Biden says the Gaza Strip and West Bank should be reunited

(The Australian, 20/11/2023)

( https://www.theaustralian.com.au/world/biden-says-the-gaza-strip-and-west-bank-should-be-reunited/news-story/8018a20c35f3a83e8436d9720e31e204 )

Gaza and the West Bank should eventually be reunited under a new Palestinian Authority, US President Joe Biden said in an opinion piece at the weekend, as questions swirl over the future of the region once Israel achieves its goal of crushing the Hamas militant group.

“As we strive for peace, Gaza and the West Bank should be reunited under a single governance structure, ultimately under a revitalised Palestinian Authority, as we all work towards a two-state solution,” Mr Biden wrote in the piece published in The Washington Post on Saturday (Sunday AEDT).

Israel’s top ally, Washington has given its full backing to the country’s response to the October 7 shock attack by Hamas, which left 1200 dead, mostly civilians.

About 240 people were also taken hostage.

But as the death toll from Israel’s military campaign in Gaza continues to climb – to 12,300 people, including more than 5000 children, according to the Hamas government – the US has voiced concerns over the manner of the strikes and questions over the long-term future of the territory once Hamas is vanquished.

“A two-state solution is the only way to ensure the long-term security of both the Israeli and Palestinian people. Though right now it may seem like that future has never been further away, this crisis has made it more imperative than ever,” Mr Biden wrote.

Israeli Prime Minister Benjamin Netanyahu did not reject Mr Biden’s plan but said the Palestinian Authority “in its current form is not capable of receiving responsibility for Gaza”.

Palestinian Authority President Mahmoud Abbas has not condemned the Hamas attack and his senior ministers are celebrating it, Mr Netanyahu said.

“We can’t have a civilian authority in Gaza that supports terror, encourages terror, pays terror, and teaches terror,” he said at a news conference.

Mr Abbas, meanwhile, appealed to Mr Biden to use his “significant influence” on Israel “to intervene immediately to … stop this humanitarian catastrophe, this genocide against our innocent people.”

In a meeting with US Secretary of State Antony Blinken earlier this month, Mr Abbas said the PA could assume power in Gaza only if a “comprehensive political solution” was found for the decades-old Israel-Palestinian conflict encompassing the West Bank, east Jerusalem and the Gaza Strip.

Hamas won Palestinian legislative elections in 2006 and seized greater control of Gaza in 2007 in an attempt to prevent a takeover by the PA, the vehicle of the rival Fatah faction.
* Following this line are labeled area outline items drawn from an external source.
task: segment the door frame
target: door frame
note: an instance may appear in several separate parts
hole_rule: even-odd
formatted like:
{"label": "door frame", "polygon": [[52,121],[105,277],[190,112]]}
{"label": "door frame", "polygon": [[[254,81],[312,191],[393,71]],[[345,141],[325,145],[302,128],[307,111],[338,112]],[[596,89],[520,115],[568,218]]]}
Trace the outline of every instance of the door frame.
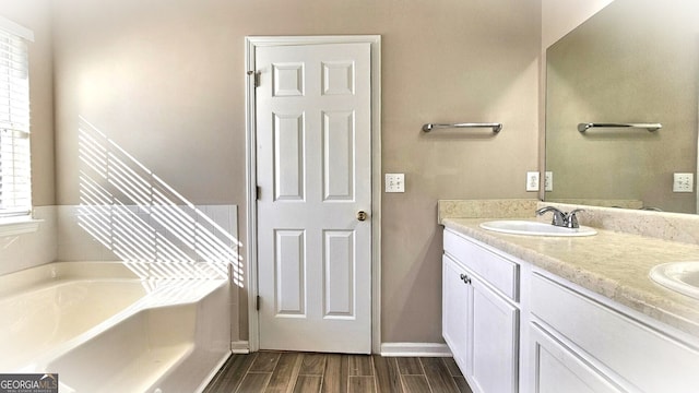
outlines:
{"label": "door frame", "polygon": [[[257,239],[257,148],[254,58],[258,47],[285,45],[354,44],[371,45],[371,352],[381,352],[381,36],[247,36],[246,67],[246,231],[248,285],[248,347],[260,349]],[[252,74],[250,74],[252,71]]]}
It has been ruled by Hamas ever since. And Mr Aabbas has not called elections since.

Mr Abbas, 88, who has led the PA for 18 years, is widely unpopular and has been powerless against the rapid expansion of Israeli ­settlements and military control in the West Bank and annexed east Jerusalem.

In his opinion article on Saturday, Mr Biden also threatened sanctions against Israeli settlers committing violence against Palestinians in the West Bank amid the conflict in Gaza.

“I have been emphatic with Israel’s leaders that extremist violence against Palestinians in the West Bank must stop and that those committing the violence must be held accountable,” he said.

“The United States is prepared to take our own steps, including issuing visa bans against extremists attacking civilians in the West Bank.”

The Palestinian health ministry in Ramallah says since the Gaza war started, more than 200 Palestinians have been killed in the West Bank, with a spike in army raids and settler violence.

Mr Biden has sent his top ­Middle East adviser, Brett McGurk, to the region.

Speaking before news of a tentative deal between Israel and Hamas, Mr McGurk told a security conference in Bahrain that there would be a “significant pause” in the war if some of the 240 hostages held by the militants in Gaza were freed.